Then from CardDone Message you can extract the Token to be stored:

QString myToken = doneMessage.data().split("\"").at(1);
if (!myToken.isEmpty()) {
	mTeaSettings->saveValueFor(SETTINGS_KEY_FOURSQUARE_TOKEN, myToken);
}

To connect your App with Foursquare at first you have to go to Foursquare Developer Site and register your APP there.

Then you’re gitting two codes:

  • ClientId
  • Client secret

store these codes – there are some calls where you need them as above invoking onSSO().

Hint: while registering your app at Foursquare you’ll be asked for a redirect URL, for BlackBerry10 you have to enter:

http://localhost

Settings (Notifications)

As soon as the Tea is ready we have to notify the User. As a good citizen it should be easy to set the application-specific Notifications.

We’re using the InvocationFramework to do this. In QML we have a Button on the SettingsPage:

Button {
    id: settingsButton
    topMargin: 48
    preferredWidth: 720
    text: qsTr("Settings: Notifications") +Retranslate.onLanguageChanged
    onClicked: {
        app.invokeSettings("settings://notification")
    }
}

Clicking this Button will call this C++ code:

void ApplicationUI::invokeSettings(const QString& uri) {
	mUsecase = Usecase::Settings;
	InvokeRequest request;
	request.setAction("bb.action.OPEN");
	request.setTarget("sys.settings.target");
	request.setMimeType("settings/view");
	request.setUri(uri);
	mInvokeManager->invoke(request);
}

Animations

Most timers are only using a countdown.
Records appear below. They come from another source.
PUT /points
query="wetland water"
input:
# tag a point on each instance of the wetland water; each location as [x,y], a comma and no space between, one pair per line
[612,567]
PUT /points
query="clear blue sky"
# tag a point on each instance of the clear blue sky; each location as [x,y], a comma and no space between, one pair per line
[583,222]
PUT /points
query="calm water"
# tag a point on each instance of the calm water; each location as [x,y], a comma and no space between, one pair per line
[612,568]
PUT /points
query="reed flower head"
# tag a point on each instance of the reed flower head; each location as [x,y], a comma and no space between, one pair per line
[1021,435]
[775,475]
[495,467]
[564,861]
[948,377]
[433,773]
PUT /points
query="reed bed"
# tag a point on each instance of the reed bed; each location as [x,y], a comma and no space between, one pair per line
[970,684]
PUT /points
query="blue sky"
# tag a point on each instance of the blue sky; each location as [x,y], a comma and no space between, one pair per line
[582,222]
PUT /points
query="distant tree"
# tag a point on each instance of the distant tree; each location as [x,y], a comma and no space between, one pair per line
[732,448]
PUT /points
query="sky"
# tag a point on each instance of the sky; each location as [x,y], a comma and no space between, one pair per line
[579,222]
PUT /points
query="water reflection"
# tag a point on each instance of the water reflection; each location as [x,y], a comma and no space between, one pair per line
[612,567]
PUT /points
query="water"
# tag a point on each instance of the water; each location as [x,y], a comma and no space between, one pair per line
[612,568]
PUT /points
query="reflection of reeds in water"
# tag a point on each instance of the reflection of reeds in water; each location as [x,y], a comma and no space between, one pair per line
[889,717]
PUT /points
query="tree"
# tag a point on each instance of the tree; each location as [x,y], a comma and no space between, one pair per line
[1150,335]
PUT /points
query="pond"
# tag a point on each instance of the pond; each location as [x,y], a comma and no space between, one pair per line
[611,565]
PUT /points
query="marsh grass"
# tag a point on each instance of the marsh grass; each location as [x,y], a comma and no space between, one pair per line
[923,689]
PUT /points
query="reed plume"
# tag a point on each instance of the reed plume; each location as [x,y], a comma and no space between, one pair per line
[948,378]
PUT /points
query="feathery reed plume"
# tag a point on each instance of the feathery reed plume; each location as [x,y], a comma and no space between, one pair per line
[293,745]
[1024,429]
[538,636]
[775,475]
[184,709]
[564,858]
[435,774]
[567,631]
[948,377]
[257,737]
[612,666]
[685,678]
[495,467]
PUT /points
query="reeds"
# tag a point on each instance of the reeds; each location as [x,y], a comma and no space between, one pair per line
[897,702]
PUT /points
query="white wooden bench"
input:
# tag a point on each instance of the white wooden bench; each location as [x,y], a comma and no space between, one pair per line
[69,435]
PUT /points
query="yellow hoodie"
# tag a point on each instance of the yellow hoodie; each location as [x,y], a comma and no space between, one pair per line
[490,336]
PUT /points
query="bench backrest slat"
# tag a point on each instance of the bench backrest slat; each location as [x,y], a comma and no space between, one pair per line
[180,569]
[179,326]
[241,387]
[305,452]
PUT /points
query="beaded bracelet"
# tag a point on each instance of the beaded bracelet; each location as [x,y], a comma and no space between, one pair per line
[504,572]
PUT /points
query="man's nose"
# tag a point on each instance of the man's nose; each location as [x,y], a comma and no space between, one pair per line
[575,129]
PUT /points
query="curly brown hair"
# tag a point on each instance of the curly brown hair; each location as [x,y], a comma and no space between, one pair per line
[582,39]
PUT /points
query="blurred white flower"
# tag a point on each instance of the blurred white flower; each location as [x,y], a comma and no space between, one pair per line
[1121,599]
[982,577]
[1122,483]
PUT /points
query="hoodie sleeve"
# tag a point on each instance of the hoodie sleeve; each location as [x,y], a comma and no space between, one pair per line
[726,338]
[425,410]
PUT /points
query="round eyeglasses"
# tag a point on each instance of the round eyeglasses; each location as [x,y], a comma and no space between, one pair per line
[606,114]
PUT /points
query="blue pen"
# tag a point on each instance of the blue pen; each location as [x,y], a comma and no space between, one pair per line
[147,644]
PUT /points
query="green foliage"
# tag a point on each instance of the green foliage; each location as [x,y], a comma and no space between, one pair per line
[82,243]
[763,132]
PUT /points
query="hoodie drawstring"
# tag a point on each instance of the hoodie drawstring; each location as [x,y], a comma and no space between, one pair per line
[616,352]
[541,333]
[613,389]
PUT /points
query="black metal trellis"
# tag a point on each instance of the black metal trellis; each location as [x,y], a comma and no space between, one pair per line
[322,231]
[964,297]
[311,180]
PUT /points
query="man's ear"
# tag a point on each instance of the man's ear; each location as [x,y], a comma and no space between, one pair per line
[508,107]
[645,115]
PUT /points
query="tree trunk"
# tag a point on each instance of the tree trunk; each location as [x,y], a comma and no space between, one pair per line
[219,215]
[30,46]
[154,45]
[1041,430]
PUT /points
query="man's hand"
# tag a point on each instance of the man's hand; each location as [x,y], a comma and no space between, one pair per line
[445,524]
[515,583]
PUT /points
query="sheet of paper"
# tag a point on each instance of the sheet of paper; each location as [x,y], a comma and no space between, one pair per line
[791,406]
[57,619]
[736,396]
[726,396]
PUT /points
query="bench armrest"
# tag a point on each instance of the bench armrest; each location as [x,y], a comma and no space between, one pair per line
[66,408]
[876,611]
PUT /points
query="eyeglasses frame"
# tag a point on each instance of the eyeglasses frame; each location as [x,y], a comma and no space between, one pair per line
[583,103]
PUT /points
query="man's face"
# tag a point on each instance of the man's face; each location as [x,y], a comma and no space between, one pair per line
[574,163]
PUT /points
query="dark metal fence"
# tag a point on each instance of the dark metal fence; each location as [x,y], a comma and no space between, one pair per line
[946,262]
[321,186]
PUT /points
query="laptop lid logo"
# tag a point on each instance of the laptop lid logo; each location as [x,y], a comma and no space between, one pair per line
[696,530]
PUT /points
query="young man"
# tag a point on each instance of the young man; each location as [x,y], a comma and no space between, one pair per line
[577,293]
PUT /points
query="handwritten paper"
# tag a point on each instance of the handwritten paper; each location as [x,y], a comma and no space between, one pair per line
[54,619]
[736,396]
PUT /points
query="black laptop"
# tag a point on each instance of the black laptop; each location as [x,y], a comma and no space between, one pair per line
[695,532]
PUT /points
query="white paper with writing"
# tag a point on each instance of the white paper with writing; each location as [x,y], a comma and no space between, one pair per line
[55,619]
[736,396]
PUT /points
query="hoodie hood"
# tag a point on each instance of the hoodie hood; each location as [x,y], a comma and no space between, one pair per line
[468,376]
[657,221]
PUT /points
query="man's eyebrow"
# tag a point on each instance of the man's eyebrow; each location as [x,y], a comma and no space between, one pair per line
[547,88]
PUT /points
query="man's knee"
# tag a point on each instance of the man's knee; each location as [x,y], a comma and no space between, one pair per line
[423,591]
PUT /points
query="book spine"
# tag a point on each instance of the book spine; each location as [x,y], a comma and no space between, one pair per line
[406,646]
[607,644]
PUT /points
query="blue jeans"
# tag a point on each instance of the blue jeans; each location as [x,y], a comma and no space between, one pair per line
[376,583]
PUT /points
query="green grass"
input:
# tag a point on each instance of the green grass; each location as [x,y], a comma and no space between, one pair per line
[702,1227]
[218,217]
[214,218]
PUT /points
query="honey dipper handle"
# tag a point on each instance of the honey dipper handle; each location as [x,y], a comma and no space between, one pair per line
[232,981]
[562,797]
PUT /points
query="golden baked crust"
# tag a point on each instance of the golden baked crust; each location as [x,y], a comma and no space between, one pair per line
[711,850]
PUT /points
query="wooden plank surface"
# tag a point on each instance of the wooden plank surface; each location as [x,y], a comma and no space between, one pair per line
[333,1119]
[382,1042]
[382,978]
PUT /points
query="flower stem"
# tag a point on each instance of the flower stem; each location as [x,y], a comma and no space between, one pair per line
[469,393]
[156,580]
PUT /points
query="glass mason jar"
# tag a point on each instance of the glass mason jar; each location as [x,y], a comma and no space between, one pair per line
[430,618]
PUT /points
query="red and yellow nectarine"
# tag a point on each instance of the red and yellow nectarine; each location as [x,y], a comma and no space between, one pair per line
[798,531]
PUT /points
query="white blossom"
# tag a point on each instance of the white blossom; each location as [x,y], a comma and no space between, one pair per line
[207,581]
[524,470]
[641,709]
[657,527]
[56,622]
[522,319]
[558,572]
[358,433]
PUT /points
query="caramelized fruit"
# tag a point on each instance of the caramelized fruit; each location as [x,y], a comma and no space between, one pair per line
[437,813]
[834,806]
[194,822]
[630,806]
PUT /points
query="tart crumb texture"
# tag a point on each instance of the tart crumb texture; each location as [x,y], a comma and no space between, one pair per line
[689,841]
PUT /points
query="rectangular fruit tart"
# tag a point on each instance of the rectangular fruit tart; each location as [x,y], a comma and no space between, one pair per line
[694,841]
If you prefer such kind of a timer, it’s already built into the BlackBerry10 OS Clock:

built-in timer

I wanted to use some other kinds of animations. You probably know the Cascades Sample Lightning Crossfades where you have a slider and using this slider you can manually fade from one image to a second image.

My solution:

I shot 8 images from my Teapot showing the steps to brew tea:

empty Teapot → Tea strainer used → filling in hot water → brewing → pulling out Tea strainer → Tea ready:

states to bre tea

So I have 7 transitions between images. All images are placed ‘on top’ which is easy done in a DockLayout:

ImageView {
    id: image1
    imageSource: "asset:///images/tea-timer-01a.png"
    verticalAlignment: VerticalAlignment.Top
    horizontalAlignment: HorizontalAlignment.Center
    preferredWidth: 720
    preferredHeight: 720
    opacity: 1.0
}

the first image with  the empty Teapot has opacity of 1.0 and all the others 0.0, so they’re invisible.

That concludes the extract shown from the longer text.